All in all, there is about 100 lines of actual Lambda code to achieve this, along with the JSON schema definitions necessary to define the API Gateway models. If we want to do automatic deployment of the whole infrastructure, we would need to create a SAM template, and use this to deploy buckets, tables, API definition and the actual Lambdas. The API definition would be expressed via Swagger in a swagger yaml or json file, that would also serve as documentation for the API endpoints, as wells as the constraints on inputs.

An API like this, can be easily built in a days’ time, and if the need for externalizing definitions of commands etc., is not necessary, you can get up and running in a few hours, with a documented, cacheable and, going forward, security optimized API.

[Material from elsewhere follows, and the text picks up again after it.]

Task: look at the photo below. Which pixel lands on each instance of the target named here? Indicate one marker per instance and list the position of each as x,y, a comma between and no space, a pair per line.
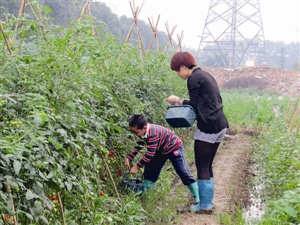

It is important to note, that a synchronous API like this, is bound by the constraints of the component, with the least throughput. In this that will be DynamoDB, that all though extremely scalable, has an upper limit on writes of 40000 per second per table. If more is needed, or the price of so high a write factor is too much, an asynchronous model will be better, but also more complicated. In that case we would introduce Kinesis Streams or SQS, depending on whether the goal is higher throughput or lower price. This is a topic for another blog post though.

1.5      Addendum

Since this code was originally written, DynamoDB have introduced the notion of transactions, which could be used to update transaction key, and do the insert in one operation, which would be a more elegant solution, that first getting and updating the transaction key, and then doing the insert.